For the majority of migrants arriving in Greece, the next destination is Hungary – the southern edge of the EU’s passport-free Schengen zone. More than 110,000 asylum applications have been registered in Hungary this year, a five-fold increase from 2014, and reception centres are overwhelmed. More than 80 percent of migrants leave the country within days of arrival, according to the International Organization for Migration (IOM). Some only continue on as far as Austria, where the asylum system is similarly unable to cope, but a much larger number are heading for Germany.
This week the German government is expected to revise an earlier prediction that it would receive 450,000 asylum applications in 2015, to as many as 750,000. It is unclear how even a country of Germany’s size and wealth will absorb such numbers considering that many asylum seekers are already being accommodated in tents and assisted by volunteers.
UNHCR would like to see a more orderly distribution of migrants that would give national and local authorities time to plan in advance. For now, “countries and in some cases cities are being left to their own devices to cope as they can,” commented Spindler.
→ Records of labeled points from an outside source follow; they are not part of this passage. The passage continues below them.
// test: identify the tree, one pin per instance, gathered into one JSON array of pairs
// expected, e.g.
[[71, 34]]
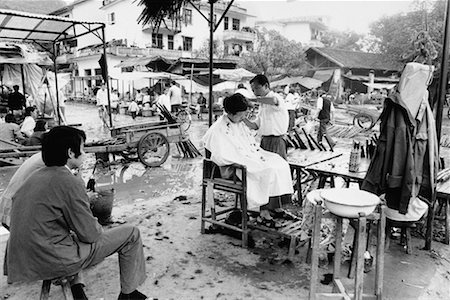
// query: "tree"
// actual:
[[274, 54], [342, 40], [394, 34]]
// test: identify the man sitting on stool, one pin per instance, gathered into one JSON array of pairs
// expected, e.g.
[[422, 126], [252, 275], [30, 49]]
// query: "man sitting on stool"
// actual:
[[230, 141], [53, 232]]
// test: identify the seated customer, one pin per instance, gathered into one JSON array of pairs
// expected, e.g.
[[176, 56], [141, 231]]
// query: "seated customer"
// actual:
[[230, 141], [10, 131], [39, 130], [53, 232]]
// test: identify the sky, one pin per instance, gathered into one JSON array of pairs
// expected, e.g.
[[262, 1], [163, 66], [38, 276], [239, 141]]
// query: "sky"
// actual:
[[343, 15]]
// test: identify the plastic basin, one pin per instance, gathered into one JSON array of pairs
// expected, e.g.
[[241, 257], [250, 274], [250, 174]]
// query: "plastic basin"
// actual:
[[349, 203]]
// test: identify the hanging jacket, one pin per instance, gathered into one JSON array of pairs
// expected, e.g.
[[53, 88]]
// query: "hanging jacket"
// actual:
[[406, 159]]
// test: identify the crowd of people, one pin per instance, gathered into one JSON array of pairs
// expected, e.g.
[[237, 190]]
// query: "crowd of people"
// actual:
[[19, 122]]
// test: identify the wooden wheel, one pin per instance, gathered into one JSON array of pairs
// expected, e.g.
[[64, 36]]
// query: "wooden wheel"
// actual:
[[363, 120], [153, 149]]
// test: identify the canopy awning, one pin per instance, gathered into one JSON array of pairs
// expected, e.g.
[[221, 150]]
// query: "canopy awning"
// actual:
[[307, 82], [239, 74], [142, 61], [26, 27], [379, 86]]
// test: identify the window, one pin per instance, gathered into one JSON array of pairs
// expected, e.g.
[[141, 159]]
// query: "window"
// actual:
[[236, 24], [170, 42], [187, 17], [157, 40], [225, 23], [98, 82], [111, 18], [187, 43]]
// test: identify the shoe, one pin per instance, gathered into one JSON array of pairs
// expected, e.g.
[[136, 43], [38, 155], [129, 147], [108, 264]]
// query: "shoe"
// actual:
[[135, 295], [78, 292]]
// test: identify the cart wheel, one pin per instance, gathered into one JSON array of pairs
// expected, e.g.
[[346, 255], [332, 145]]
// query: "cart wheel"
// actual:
[[184, 118], [153, 149], [363, 121]]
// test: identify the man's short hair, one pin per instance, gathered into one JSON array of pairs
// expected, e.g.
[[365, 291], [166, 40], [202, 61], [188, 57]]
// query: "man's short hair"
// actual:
[[57, 142], [9, 118], [29, 110], [235, 103], [260, 79]]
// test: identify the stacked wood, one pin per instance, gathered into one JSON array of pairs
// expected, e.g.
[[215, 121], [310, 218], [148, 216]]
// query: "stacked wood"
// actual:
[[445, 140], [186, 147], [443, 175]]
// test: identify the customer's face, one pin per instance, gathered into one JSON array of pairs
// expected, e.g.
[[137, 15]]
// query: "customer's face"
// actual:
[[259, 90], [238, 117]]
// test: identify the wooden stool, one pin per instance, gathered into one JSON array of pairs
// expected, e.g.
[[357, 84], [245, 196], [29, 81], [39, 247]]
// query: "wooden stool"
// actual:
[[63, 282], [405, 235], [361, 248], [212, 181]]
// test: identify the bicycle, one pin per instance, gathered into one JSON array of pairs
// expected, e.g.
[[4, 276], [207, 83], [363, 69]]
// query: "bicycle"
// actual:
[[103, 115]]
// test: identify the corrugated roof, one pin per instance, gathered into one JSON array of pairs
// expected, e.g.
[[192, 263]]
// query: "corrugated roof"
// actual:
[[356, 59], [22, 26]]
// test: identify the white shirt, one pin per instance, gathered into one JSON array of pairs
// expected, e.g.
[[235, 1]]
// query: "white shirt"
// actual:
[[175, 95], [319, 105], [28, 125], [273, 119], [291, 101], [102, 97], [133, 107]]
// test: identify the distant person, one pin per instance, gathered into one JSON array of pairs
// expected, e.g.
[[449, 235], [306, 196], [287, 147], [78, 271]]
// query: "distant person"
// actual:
[[175, 97], [10, 131], [16, 101], [53, 232], [325, 114], [133, 108], [39, 130], [29, 122], [291, 104]]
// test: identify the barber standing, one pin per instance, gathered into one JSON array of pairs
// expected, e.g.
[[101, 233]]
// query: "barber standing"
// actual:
[[273, 118]]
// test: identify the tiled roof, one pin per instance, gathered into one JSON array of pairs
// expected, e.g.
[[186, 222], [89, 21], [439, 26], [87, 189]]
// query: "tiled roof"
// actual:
[[356, 59], [33, 6]]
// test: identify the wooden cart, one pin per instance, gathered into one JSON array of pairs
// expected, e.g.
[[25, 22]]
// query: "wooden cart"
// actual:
[[149, 141]]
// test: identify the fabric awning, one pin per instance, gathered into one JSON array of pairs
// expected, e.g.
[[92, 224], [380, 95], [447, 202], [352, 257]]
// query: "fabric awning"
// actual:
[[17, 25], [379, 86], [307, 82], [239, 74]]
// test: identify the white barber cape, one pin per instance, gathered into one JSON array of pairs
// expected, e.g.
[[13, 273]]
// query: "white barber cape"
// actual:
[[268, 174]]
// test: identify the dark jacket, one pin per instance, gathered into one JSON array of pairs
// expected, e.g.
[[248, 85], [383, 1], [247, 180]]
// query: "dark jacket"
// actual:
[[391, 170]]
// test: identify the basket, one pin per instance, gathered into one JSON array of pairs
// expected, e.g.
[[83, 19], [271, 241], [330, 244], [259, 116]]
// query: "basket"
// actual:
[[102, 204]]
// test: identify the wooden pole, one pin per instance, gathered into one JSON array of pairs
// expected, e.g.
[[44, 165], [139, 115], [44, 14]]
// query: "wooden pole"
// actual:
[[211, 59], [55, 55], [107, 77], [440, 106]]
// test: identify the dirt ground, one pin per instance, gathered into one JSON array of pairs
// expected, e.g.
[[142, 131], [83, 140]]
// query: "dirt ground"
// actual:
[[183, 264]]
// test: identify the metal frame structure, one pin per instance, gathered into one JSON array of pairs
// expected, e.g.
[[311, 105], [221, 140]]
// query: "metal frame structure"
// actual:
[[48, 32]]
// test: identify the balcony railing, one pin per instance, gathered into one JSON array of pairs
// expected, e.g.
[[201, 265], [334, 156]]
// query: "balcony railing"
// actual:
[[132, 52], [238, 35]]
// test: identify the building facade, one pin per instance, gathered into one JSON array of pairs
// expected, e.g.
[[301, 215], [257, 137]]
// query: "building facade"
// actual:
[[185, 36], [305, 30]]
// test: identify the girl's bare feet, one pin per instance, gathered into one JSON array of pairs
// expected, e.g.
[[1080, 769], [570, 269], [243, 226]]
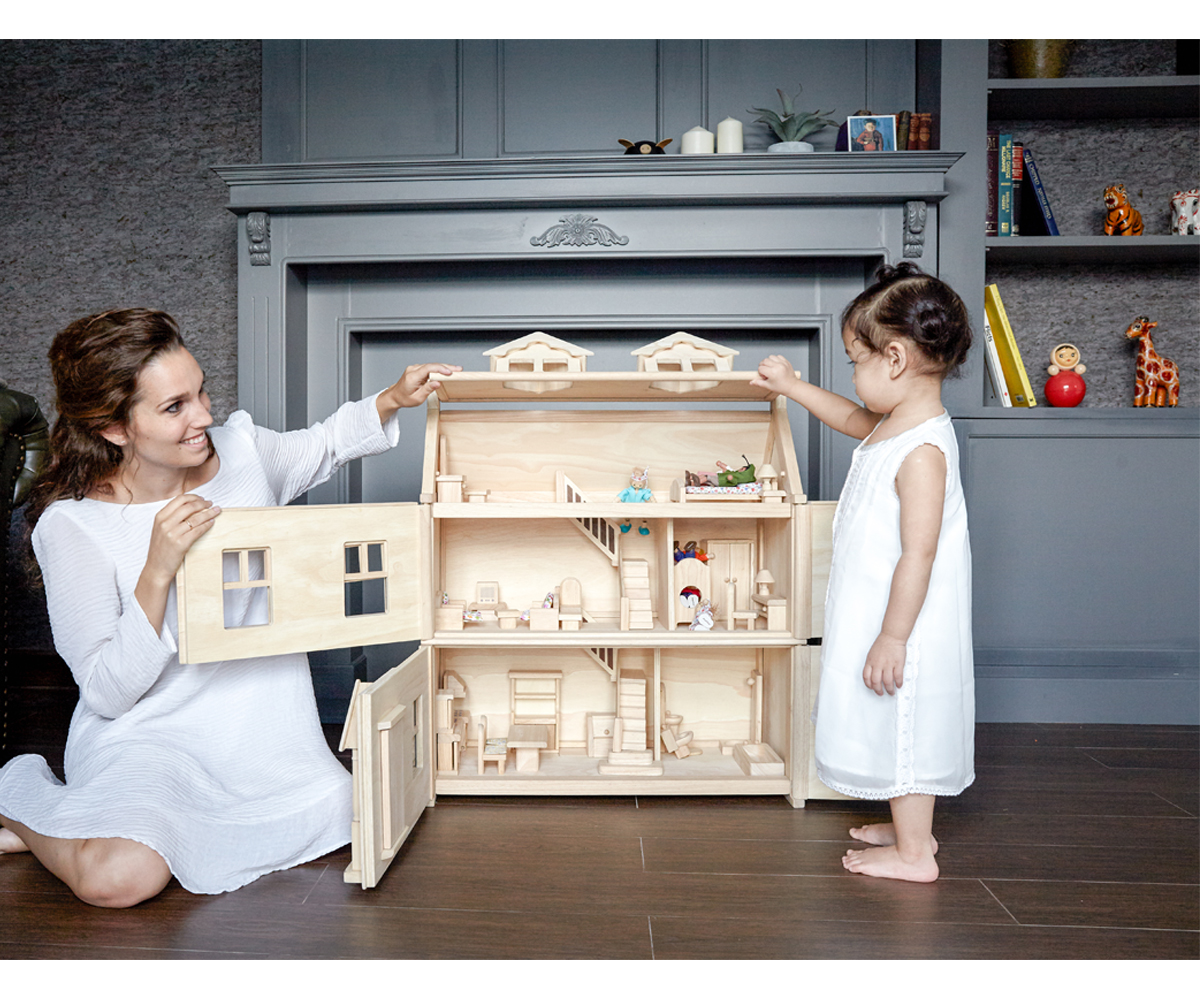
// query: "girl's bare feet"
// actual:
[[887, 863], [10, 843], [882, 834]]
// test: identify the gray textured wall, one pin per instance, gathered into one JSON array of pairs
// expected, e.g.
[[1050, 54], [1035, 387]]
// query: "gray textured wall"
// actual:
[[107, 199]]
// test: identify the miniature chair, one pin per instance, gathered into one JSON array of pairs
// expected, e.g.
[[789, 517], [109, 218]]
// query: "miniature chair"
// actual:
[[491, 748]]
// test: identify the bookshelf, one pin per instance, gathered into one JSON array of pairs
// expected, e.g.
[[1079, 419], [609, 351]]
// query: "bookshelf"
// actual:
[[1095, 97], [1085, 287]]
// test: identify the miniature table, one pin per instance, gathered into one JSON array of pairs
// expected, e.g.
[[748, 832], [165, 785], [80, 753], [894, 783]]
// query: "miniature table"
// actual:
[[528, 741]]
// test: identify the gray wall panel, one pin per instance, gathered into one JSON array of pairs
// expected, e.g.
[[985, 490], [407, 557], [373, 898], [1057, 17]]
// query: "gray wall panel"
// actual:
[[373, 99], [577, 96], [745, 75], [1085, 542]]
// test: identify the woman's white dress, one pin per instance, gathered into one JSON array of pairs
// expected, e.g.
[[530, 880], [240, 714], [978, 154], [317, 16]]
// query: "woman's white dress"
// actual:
[[922, 738], [220, 767]]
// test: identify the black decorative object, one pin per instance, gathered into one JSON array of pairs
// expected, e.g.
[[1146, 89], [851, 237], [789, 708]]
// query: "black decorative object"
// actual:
[[645, 147]]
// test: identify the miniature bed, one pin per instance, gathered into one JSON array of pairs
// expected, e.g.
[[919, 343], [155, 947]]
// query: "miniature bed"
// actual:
[[610, 648]]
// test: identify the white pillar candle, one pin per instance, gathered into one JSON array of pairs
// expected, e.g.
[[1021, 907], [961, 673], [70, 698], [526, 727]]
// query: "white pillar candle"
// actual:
[[729, 136], [696, 141]]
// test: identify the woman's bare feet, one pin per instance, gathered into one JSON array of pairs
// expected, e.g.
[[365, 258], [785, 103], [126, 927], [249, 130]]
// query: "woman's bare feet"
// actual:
[[882, 834], [887, 863], [10, 843]]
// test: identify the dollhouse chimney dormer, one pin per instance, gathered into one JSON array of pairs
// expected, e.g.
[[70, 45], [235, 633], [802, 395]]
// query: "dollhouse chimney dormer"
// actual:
[[682, 352], [540, 353]]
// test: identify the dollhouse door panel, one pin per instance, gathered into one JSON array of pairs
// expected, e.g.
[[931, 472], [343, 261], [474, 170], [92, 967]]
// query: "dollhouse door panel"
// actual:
[[731, 562], [294, 579], [389, 730]]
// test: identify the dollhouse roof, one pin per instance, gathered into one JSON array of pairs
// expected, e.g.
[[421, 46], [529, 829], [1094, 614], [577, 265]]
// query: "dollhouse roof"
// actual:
[[684, 337], [535, 337]]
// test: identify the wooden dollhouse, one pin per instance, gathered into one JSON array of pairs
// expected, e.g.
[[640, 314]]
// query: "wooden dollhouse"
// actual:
[[571, 642]]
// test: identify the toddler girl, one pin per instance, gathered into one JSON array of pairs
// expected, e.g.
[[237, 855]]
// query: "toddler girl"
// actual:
[[895, 710]]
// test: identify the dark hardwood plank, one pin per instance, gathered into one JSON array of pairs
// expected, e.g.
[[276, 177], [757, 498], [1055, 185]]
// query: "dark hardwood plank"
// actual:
[[1099, 904], [1075, 842], [1145, 756], [689, 938]]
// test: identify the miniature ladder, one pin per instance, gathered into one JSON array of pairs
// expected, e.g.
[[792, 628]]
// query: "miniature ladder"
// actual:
[[630, 750], [601, 532], [605, 656]]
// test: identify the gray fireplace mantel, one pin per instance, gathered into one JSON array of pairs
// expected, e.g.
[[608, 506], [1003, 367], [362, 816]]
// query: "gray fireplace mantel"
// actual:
[[829, 178], [299, 220]]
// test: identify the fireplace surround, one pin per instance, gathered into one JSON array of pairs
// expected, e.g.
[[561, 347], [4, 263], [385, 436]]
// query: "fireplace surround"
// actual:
[[348, 270]]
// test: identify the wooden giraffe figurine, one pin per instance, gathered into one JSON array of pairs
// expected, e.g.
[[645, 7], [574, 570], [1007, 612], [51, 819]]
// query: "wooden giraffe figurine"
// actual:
[[1158, 378]]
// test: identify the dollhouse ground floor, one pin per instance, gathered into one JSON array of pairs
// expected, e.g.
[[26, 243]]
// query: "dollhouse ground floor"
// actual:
[[1075, 842]]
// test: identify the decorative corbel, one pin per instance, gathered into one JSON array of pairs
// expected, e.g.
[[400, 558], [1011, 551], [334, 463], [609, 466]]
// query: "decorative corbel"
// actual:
[[915, 214], [258, 233]]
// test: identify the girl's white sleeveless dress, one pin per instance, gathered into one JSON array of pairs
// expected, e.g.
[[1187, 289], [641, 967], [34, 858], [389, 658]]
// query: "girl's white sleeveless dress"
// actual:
[[922, 738]]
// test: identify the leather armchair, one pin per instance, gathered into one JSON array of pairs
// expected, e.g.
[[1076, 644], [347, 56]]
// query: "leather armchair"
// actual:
[[24, 449]]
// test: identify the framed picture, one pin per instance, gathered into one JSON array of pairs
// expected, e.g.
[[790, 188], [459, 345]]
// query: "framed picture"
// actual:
[[873, 133]]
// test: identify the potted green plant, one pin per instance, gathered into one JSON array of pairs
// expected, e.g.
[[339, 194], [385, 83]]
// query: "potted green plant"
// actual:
[[792, 125]]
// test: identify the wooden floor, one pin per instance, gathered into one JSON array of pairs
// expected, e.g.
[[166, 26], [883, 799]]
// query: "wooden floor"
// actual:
[[1075, 842]]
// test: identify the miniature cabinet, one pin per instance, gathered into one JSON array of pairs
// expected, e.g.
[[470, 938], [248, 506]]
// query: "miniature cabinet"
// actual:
[[556, 621]]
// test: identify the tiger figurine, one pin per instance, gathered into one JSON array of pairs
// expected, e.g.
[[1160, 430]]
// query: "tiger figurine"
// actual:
[[1121, 217]]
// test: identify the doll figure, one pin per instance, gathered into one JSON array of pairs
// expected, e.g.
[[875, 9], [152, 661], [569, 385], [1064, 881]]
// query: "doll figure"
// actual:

He argued that providing more support to developing countries hosting the majority of refugees, such as those neighbouring Syria, could also go a long way towards reducing secondary movements towards Europe.
“All humanitarian actors have difficulty raising funds for operations in those countries, and of course that has an impact because if people aren’t getting enough food that might trigger movements towards Europe.”
Joint approach needed
Earlier this month, the EU approved 2.4 billion euros (US$2.6 billion) in funding over six years to help countries such as Greece and Italy cope with the surge in migrant numbers, but Spindler suggested that the bloc has a duty and the resources to do more.
“There are very good initiatives but they could be much more effective if taken by the EU as a whole,” he said, pointing to the example of Italy’s Mare Nostrum sea rescue operation, which saved thousands of lives last year but lacked sufficient support from other member states to continue.
UNHCR as well as many other refugee and human rights groups have been critical of moves by several member states to invest in increased border controls and barriers rather than improved reception conditions and systems for processing asylum applications.
UK Home Secretary Theresa May is due to meet with her counterpart in France on Thursday to sign an agreement that is expected to include further security measures to prevent the roughly 3,000 migrants camped out in Calais from reaching Britain.
Meanwhile, Hungary is building a fence at its border with Serbia designed to repel the thousands of migrants arriving via the Balkans. The government wants to impose prison terms of up to four years for those who damage the fence.
“Europe’s focus on keeping people out rather than managing an ever-growing global refugee crisis is failing,” said Gauri van Gulik, Deputy Europe and Central Asia Programme Director at Amnesty International, in a statement on Wednesday.
“Rather than the piecemeal reactions so far, it’s clear that the EU needs a more holistic approach, and must provide safe and legal routes to enter Europe so people don’t have to risk their lives en route.”
Cooper of Frontex agreed that border control was not the panacea, “but one piece of a bigger puzzle.”
“The only way to manage these flows is to stabilise the countries of origin, to dismantle people-smuggling networks and also to find a common European approach when it comes to asylum and integration,” she told IRIN.